J’ai également regardé pendant au moins quinze minutes les Championnats du monde de tonte de moutons, qui avaient lieu cette année pour la première fois en France, et je vous conseille de regarder des vidéos sur internet; j’étais hypnotisé, admiratif devant la dextérité de ces athlètes et leurs gros ciseaux ou leur tondeuse (il y a, comme tout le monde le sait, deux catégories dans les compétitions de tonte de moutons). Le commentateur m’informe que les tondeurs anglo-saxons utilisent la technique Bowen, consistant en 41 coups de tondeuse dans un ordre précis. J’aurais pu regarder ça des heures.
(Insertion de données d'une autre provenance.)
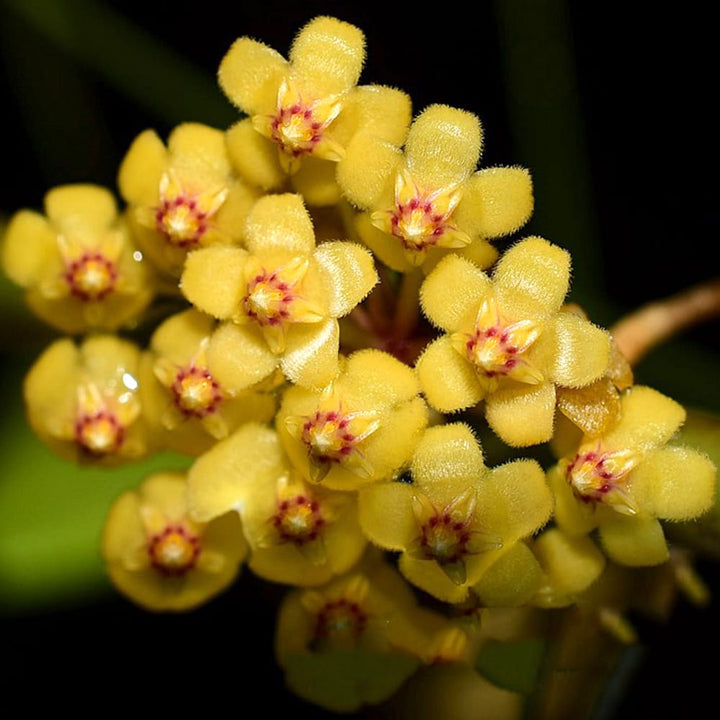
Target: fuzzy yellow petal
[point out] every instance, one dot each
(523, 415)
(368, 170)
(239, 356)
(327, 55)
(141, 169)
(448, 455)
(222, 479)
(200, 148)
(81, 208)
(443, 146)
(29, 241)
(375, 377)
(384, 112)
(212, 279)
(348, 271)
(448, 380)
(496, 201)
(479, 251)
(386, 248)
(515, 499)
(674, 483)
(48, 385)
(250, 74)
(280, 223)
(451, 294)
(571, 565)
(582, 351)
(311, 353)
(390, 448)
(649, 419)
(232, 214)
(532, 278)
(511, 580)
(179, 336)
(315, 181)
(571, 514)
(386, 516)
(633, 541)
(254, 156)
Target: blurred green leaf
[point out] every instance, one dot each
(130, 58)
(51, 517)
(512, 665)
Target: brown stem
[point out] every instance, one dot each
(640, 331)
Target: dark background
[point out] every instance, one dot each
(612, 113)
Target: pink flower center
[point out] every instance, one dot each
(444, 538)
(417, 223)
(174, 551)
(268, 299)
(298, 520)
(181, 220)
(296, 129)
(99, 433)
(598, 475)
(328, 437)
(195, 392)
(90, 277)
(340, 618)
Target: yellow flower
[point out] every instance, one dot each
(426, 199)
(78, 262)
(351, 642)
(570, 564)
(298, 534)
(160, 558)
(507, 341)
(361, 428)
(184, 195)
(185, 406)
(627, 480)
(83, 402)
(456, 517)
(279, 299)
(303, 111)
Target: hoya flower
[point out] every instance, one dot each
(78, 262)
(82, 400)
(183, 195)
(183, 403)
(361, 428)
(506, 340)
(626, 481)
(350, 642)
(279, 299)
(455, 517)
(302, 111)
(570, 564)
(427, 198)
(298, 534)
(159, 557)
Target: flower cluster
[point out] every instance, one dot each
(352, 311)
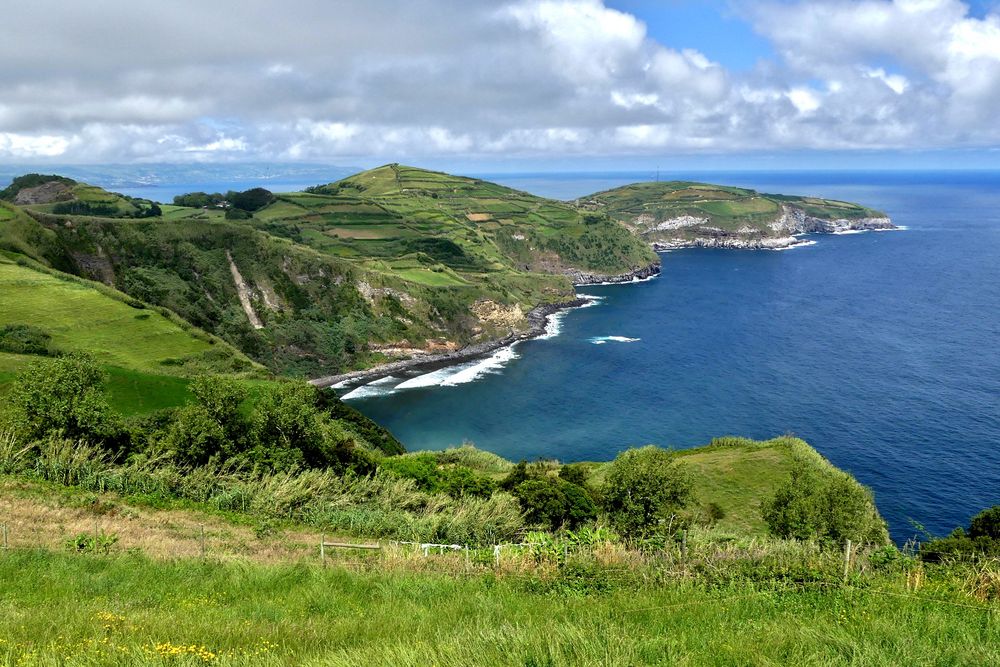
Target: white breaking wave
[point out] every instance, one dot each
(367, 391)
(451, 376)
(493, 364)
(469, 371)
(553, 325)
(627, 282)
(432, 379)
(601, 340)
(801, 244)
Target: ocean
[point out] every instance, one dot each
(881, 349)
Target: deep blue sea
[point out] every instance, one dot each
(880, 349)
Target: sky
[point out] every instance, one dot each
(504, 84)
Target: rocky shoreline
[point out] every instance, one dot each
(791, 225)
(537, 317)
(581, 278)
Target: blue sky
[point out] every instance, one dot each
(506, 84)
(713, 27)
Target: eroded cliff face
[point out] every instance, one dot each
(693, 232)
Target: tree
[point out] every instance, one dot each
(221, 398)
(195, 436)
(829, 507)
(644, 489)
(517, 475)
(573, 474)
(554, 502)
(64, 396)
(982, 539)
(986, 524)
(253, 199)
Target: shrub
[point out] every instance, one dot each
(574, 474)
(253, 199)
(64, 396)
(238, 214)
(830, 508)
(981, 539)
(645, 488)
(554, 503)
(24, 339)
(986, 524)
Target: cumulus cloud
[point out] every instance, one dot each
(321, 80)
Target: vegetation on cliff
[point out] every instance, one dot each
(681, 211)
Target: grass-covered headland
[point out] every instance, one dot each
(197, 543)
(167, 477)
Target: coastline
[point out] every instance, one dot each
(538, 318)
(792, 225)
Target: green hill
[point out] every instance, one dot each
(681, 213)
(147, 352)
(105, 578)
(58, 194)
(383, 265)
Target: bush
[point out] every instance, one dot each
(253, 199)
(981, 539)
(63, 396)
(25, 339)
(829, 508)
(554, 503)
(645, 489)
(238, 214)
(986, 524)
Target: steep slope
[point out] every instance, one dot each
(682, 214)
(472, 227)
(148, 353)
(391, 264)
(58, 194)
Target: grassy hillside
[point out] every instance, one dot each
(79, 316)
(383, 265)
(73, 609)
(148, 353)
(469, 225)
(265, 598)
(58, 194)
(735, 474)
(683, 211)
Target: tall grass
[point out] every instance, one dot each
(127, 610)
(379, 505)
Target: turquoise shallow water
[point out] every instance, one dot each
(880, 349)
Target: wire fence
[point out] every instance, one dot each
(685, 560)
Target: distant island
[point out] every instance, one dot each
(390, 267)
(682, 214)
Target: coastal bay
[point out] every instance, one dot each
(868, 345)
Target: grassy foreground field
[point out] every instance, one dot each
(61, 609)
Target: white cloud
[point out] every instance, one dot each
(32, 146)
(428, 78)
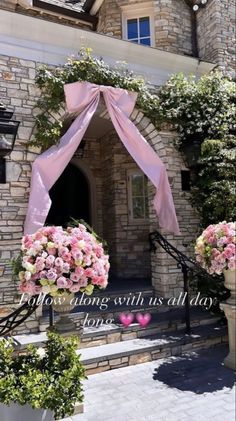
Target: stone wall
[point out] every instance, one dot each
(167, 279)
(17, 91)
(173, 26)
(216, 34)
(127, 240)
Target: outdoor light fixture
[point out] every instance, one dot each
(8, 132)
(80, 150)
(199, 3)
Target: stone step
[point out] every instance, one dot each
(116, 355)
(106, 334)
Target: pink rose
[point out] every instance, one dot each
(51, 275)
(62, 282)
(50, 261)
(74, 288)
(74, 277)
(59, 262)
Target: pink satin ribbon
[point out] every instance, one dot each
(83, 98)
Immanquable championnat de lancer de tomme au cumin

Je me suis déjà retrouvé ébahi devant des compétitions de bûcheronnage (la discipline des grimpeurs de tronc de 27 mètres est ma favorite), j’ai déjà passé trois heures sur Wikipédia à étudier les règles du football australien pour pouvoir regarder le Grand Final, ou j’ai été étonnamment patriote devant la Fête fédérale de lutte à la culotte, à être déçu de voir Orlik Armon perdre en finale devant Glarner Matthias. J’ai de vrais problèmes.

Il faut que je vous laisse, je dois absolument trouver une vidéo des moments forts du Championnat du monde de lancer de la tomme au cumin, qui ont eu lieu aux Diablerets; il faut absolument que je sache si Jean-Paul a pu défendre son titre.